15 Maar die in gerechtigheid wandelt, niet veinst bij zijn spreken, Afgeperste winsten versmaadt, zijn handen dichtknijpt voor omkoperij; Die zijn oren stopt, om geen moordplan te horen, Zijn ogen sluit, om geen misdaad te zien:
Colui che cammina per le vie della giustizia, e parla rettamente; colui che sprezza i guadagni estorti, che scuote le mani per non accettar regali, che si tura gli orecchi per non udir parlar di sangue, e chiude gli occhi per non vedere il male.
16 Zo een zal op de hoogten wonen, De burcht op de rotsen zijn toevlucht zijn; Brood zal hem worden gereikt, Water hem nimmer ontbreken.
Quegli dimorerà in luoghi elevati, le rocche fortificate saranno il suo rifugio; il suo pane gli sarà dato, la sua acqua gli sarà assicurata.
17 Dan zullen uw ogen den Koning in zijn glorie aanschouwen, En een land van onmetelijke omvang zien;
Gli occhi tuoi mireranno il re nella sua bellezza, contempleranno il paese, che si estende lontano.
18 Dan denkt uw hart aan de verschrikkingen terug: Waar is de schatter, de ijker; waar hij die torens kwam tellen?
Il tuo cuore mediterà sui terrori passati: “Dov’è il commissario? dove colui che pesava il denaro? dove colui che teneva il conto delle torri?”

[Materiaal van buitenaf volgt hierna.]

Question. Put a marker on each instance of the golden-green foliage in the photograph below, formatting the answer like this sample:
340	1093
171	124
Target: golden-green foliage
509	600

19 Dan zult ge dat brutale volk niet meer zien, Dat volk met zijn duistere, onbegrijpelijke taal, Met zijn brabbelende tong, Die ge niet kondt verstaan.
Tu non lo vedrai più quel popolo feroce, quel popolo dal linguaggio oscuro che non s’intende, che balbetta una lingua che non si capisce.
20 Maar ge zult Sion aanschouwen, de stad waar wij één zijn; Uw ogen zullen Jerusalem zien, de veilige stede, De tent die nooit wordt verplaatst, Wier pinnen niet worden uitgerukt, wier koorden niet springen.
Mira Sion, la città delle nostre solennità! I tuoi occhi vedranno Gerusalemme, soggiorno tranquillo, tenda che non sarà mai trasportata, i cui piuoli non saran mai divelti, il cui cordame non sarà mai strappato.
21 Neen, Jahweh zal daar onze Machtige zijn, In plaats van stromen en brede rivieren, Waarop geen galjoenen meer varen, Geen trotse bodems meer stevenen.
Quivi l’Eterno sta per noi in tutta la sua maestà, in luogo di torrenti e di larghi fiumi, dove non giunge nave da remi, dove non passa potente vascello.
22 Want Jahweh zal onze rechter zijn, Jahweh onze bestuurder en koning:
Poiché l’Eterno è il nostro giudice, l’Eterno è il nostro legislatore, l’Eterno è il nostro re, egli è colui che ci salva.
23 Hij zal ons redden, al hangen uw touwen slap, Al houden ze de masten niet vast, en spannen de zeilen niet uit. Dan maken zelfs blinden nog buit, En plunderen de lammen.
I tuoi cordami, o nemico, son rallentati, non tengon più fermo in piè l’albero, e non spiegan più le vele. Allora si partirà la preda d’un ricco bottino; gli stessi zoppi prenderanno parte la saccheggio.
24 En niemand der burgers zal zeggen: Ik ben ziek; Het volk, dat er woont, is zijn zonde vergeven!
Nessun abitante dirà: “Io son malato”. Il popolo che abita Sion ha ottenuto il perdono della sua iniquità.